Methylome-wide association studies and epigenetic biomarker development for 133 mass spectrometry-assessed circulating proteins in 14,671 Generation Scotland participants

Abstract

Background: DNA methylation (DNAm) can regulate gene expression, and its genome-wide patterns (epigenetic scores or EpiScores) can act as biomarkers for complex traits. The relative stability of methylation profiles may enable better assessment of chronic exposures compared to single time-point protein measures. We present the first large-scale epigenetic study of the highly-abundant serum proteome measured via ultra-high throughput mass spectrometry in 14,671 samples from the Generation Scotland cohort. We further demonstrate the first large-scale comparison of protein EpiScores and their respective proteins as predictors of incident cardiovascular disease.

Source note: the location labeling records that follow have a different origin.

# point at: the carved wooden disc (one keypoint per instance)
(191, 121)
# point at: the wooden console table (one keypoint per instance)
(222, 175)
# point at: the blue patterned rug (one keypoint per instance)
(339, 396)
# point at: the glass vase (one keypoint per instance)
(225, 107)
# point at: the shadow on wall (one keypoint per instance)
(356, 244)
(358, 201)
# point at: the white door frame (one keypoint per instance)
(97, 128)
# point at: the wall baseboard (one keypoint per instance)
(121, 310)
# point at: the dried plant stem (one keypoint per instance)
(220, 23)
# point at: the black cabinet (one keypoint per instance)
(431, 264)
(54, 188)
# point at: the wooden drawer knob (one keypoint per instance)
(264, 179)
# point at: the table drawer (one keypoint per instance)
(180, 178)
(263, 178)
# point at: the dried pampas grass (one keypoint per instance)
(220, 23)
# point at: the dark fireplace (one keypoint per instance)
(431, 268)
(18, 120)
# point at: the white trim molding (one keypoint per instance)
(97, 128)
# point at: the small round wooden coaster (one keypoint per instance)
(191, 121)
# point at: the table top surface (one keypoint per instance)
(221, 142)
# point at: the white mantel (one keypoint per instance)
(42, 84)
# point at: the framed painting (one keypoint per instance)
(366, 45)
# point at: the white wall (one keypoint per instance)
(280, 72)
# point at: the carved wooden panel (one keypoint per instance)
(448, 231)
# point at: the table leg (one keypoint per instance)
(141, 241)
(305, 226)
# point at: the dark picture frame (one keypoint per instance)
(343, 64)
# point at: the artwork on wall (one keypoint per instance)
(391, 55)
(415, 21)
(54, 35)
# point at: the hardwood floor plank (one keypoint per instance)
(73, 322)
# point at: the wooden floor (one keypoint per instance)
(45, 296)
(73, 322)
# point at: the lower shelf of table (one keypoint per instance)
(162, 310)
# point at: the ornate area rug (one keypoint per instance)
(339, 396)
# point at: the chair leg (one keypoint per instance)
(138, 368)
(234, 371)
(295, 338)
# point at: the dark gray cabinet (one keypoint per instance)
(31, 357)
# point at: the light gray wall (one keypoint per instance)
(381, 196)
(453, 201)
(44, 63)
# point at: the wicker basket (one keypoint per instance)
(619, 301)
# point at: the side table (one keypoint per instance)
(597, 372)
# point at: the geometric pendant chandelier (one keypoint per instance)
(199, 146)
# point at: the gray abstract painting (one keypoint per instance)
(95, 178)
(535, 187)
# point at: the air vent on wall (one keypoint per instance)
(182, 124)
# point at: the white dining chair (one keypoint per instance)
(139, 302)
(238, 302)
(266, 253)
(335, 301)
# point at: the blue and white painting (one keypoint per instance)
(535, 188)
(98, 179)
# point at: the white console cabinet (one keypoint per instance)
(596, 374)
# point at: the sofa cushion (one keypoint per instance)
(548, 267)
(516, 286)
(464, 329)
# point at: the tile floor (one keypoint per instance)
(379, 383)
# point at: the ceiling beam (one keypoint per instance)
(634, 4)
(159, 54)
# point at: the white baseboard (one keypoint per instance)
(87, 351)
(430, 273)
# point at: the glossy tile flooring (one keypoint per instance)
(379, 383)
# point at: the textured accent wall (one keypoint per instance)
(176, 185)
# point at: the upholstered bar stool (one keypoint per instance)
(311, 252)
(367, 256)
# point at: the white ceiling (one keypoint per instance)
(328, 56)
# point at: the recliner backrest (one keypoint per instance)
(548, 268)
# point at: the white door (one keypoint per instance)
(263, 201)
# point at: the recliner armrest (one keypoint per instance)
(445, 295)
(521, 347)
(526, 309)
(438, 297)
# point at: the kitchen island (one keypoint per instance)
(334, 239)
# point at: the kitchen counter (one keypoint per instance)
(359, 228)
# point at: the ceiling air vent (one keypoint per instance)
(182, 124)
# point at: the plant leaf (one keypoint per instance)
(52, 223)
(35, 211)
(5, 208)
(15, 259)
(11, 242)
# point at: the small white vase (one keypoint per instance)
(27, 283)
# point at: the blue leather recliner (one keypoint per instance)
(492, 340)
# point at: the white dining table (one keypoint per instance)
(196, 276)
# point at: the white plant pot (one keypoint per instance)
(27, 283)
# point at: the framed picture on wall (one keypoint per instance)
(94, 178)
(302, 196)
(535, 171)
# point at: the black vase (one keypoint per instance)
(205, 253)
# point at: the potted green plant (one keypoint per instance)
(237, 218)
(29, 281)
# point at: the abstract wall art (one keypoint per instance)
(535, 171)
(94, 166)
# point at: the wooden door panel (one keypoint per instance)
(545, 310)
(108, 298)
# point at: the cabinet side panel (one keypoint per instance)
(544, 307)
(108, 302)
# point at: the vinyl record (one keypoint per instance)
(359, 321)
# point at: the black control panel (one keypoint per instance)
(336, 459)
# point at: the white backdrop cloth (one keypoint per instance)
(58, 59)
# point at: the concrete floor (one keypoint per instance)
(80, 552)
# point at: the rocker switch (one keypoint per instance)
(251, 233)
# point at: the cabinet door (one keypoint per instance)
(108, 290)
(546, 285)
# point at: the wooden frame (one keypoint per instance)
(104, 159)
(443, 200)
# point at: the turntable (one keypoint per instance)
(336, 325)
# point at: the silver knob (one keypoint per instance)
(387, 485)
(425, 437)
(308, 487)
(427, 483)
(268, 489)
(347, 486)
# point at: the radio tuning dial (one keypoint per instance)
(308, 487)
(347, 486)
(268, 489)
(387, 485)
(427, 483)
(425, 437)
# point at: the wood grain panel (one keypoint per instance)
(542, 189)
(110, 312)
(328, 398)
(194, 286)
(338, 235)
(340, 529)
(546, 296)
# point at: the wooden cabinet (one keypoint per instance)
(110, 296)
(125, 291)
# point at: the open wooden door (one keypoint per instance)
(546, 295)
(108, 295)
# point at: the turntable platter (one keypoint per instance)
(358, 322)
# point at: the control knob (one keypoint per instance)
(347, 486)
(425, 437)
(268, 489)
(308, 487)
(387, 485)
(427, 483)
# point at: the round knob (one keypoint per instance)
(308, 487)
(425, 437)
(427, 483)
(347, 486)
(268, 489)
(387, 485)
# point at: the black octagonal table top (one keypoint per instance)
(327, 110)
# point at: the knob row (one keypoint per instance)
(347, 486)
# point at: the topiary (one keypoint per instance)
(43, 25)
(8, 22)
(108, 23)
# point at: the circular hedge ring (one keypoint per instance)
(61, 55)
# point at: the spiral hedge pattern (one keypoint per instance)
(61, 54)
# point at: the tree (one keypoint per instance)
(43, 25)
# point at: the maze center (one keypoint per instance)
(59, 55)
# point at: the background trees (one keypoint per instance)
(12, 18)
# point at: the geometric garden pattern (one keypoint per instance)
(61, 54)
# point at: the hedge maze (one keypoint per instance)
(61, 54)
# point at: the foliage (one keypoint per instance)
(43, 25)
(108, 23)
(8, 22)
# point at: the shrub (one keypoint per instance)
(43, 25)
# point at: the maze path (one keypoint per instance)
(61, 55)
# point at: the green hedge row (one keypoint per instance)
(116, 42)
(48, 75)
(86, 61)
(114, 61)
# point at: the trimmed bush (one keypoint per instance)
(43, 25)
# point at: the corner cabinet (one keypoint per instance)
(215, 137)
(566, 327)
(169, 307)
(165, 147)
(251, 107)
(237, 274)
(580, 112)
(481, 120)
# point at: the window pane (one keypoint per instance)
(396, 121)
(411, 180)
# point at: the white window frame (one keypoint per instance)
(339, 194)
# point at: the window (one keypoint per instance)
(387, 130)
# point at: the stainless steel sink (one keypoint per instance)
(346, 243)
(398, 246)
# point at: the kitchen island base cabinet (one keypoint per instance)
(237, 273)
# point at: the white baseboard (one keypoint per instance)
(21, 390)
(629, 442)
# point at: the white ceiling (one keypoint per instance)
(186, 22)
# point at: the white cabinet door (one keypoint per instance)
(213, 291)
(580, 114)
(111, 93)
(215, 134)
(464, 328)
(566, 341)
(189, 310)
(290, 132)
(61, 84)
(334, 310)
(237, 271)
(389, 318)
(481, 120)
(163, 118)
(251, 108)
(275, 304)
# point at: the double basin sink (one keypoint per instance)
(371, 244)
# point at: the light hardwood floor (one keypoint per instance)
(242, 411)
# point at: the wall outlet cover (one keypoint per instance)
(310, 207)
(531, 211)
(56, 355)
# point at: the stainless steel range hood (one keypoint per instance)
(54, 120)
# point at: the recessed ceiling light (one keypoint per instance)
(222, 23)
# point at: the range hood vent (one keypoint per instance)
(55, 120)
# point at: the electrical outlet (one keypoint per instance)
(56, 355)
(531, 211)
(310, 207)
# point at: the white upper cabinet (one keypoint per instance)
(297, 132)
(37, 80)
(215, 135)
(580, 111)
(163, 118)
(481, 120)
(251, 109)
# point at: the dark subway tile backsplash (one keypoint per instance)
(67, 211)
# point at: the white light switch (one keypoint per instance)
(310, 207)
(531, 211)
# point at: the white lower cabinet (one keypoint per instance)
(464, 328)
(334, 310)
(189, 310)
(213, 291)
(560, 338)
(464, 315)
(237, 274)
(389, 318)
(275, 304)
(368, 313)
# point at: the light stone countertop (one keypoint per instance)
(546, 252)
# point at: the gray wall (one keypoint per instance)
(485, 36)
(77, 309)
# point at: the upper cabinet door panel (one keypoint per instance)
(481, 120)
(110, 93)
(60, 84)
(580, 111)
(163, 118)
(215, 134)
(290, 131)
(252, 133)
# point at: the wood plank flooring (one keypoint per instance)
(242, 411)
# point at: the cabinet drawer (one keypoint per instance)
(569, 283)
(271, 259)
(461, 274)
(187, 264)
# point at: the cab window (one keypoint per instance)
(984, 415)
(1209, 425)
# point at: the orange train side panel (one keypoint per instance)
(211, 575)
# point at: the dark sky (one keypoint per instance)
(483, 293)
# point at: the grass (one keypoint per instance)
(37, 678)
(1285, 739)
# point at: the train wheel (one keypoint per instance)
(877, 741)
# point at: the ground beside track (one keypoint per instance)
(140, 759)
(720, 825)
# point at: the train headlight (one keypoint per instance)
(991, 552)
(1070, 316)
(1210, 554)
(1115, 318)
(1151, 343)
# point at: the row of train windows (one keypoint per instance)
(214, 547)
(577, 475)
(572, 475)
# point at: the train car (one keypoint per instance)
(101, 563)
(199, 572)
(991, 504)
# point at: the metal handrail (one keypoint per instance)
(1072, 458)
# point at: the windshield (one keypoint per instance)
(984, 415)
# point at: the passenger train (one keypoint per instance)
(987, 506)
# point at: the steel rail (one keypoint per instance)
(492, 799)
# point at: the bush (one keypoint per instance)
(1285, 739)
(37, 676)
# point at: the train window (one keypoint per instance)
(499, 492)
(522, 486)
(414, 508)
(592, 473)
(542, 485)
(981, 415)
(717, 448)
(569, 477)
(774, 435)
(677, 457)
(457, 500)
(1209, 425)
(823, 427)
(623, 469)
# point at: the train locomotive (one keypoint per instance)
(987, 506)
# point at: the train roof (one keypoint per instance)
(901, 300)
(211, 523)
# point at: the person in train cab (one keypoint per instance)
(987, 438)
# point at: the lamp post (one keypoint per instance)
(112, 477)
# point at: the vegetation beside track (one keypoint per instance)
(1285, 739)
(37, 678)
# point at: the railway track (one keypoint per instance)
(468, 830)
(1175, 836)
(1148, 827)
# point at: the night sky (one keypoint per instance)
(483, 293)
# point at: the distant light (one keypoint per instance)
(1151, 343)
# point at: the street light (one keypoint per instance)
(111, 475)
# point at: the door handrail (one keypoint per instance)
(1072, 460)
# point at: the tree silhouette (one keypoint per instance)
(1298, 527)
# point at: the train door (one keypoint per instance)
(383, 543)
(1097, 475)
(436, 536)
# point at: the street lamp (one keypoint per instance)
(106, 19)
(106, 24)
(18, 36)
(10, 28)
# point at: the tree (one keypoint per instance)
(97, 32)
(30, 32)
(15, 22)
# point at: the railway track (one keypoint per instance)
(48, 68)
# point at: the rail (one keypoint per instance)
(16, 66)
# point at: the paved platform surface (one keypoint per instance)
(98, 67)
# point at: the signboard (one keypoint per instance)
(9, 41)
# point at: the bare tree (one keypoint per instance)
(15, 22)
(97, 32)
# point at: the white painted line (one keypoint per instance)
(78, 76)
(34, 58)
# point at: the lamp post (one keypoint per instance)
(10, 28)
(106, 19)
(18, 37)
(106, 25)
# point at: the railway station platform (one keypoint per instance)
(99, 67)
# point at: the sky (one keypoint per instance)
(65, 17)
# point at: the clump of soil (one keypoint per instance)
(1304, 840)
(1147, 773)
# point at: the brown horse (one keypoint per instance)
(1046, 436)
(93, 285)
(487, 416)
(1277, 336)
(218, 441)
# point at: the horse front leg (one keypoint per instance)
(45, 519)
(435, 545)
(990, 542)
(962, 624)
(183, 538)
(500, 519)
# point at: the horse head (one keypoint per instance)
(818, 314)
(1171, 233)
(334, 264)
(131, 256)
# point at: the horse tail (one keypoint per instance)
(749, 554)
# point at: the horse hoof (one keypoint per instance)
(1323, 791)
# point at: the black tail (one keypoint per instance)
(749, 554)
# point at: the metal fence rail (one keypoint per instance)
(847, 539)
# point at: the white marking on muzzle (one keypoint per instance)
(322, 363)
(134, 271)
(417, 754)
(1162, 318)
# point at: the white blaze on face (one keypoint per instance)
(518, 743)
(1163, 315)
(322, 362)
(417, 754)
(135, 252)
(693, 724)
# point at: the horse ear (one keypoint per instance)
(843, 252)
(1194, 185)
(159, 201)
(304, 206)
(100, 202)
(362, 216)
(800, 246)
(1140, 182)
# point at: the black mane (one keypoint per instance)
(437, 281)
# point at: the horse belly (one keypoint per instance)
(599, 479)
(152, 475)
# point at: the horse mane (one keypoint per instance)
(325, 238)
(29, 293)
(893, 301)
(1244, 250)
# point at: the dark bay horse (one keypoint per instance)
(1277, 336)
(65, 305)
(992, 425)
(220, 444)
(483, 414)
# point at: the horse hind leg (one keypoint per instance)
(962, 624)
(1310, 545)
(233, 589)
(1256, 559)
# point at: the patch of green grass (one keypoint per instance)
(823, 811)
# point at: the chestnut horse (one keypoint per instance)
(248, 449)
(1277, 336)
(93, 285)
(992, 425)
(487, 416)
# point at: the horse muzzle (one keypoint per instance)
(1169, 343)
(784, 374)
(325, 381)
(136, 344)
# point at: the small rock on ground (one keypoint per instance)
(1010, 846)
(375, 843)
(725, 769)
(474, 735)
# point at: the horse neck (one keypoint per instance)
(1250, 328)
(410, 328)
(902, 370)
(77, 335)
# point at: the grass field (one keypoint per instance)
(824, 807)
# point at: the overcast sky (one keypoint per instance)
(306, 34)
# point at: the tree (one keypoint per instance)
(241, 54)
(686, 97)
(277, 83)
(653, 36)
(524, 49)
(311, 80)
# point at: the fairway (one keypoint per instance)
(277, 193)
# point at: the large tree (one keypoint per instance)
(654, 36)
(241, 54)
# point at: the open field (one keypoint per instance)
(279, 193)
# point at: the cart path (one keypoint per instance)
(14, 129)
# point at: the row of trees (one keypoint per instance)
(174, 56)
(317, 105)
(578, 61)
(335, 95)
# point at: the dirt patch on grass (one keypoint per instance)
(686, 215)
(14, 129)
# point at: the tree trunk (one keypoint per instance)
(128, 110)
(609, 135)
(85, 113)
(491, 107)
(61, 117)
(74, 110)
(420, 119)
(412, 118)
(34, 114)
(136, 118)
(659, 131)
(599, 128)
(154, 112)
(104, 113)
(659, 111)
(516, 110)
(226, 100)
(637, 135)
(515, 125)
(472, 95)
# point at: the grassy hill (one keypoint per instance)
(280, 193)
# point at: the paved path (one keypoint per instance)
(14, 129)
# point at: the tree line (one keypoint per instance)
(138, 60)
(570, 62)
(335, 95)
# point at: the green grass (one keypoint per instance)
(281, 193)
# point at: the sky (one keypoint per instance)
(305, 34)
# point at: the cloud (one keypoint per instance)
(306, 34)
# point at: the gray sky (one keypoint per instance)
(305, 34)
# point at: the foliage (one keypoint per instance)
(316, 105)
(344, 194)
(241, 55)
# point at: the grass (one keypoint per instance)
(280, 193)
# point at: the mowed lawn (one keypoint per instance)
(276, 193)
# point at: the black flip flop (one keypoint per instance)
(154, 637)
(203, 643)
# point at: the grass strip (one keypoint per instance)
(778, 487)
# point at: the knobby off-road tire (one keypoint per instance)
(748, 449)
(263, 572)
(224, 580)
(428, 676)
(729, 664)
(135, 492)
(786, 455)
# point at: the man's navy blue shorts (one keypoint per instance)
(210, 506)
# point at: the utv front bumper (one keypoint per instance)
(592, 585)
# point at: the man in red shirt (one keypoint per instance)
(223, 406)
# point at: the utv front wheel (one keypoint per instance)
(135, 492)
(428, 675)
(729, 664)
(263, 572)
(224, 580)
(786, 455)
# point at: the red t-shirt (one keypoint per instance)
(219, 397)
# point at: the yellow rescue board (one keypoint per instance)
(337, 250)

Results: Marginal epigenome-wide association models, adjusting for age, sex, measurement batch, estimated white cell proportions, BMI, smoking and methylation principal components, reveal 15,855 significant CpG – protein associations across 125 of 133 proteins P_Bonferroni < 2.71 × 10^-10. Bayesian epigenome-wide association studies of the same 133 proteins reveal 697 CpG-Protein associations (posterior inclusion probability > 0.95). 112 protein EpiScores correlate significantly with their respective protein in a holdout test-set. Of these, sixteen associate significantly with incident all-cause cardiovascular disease (N_events=191) compared to one measured protein.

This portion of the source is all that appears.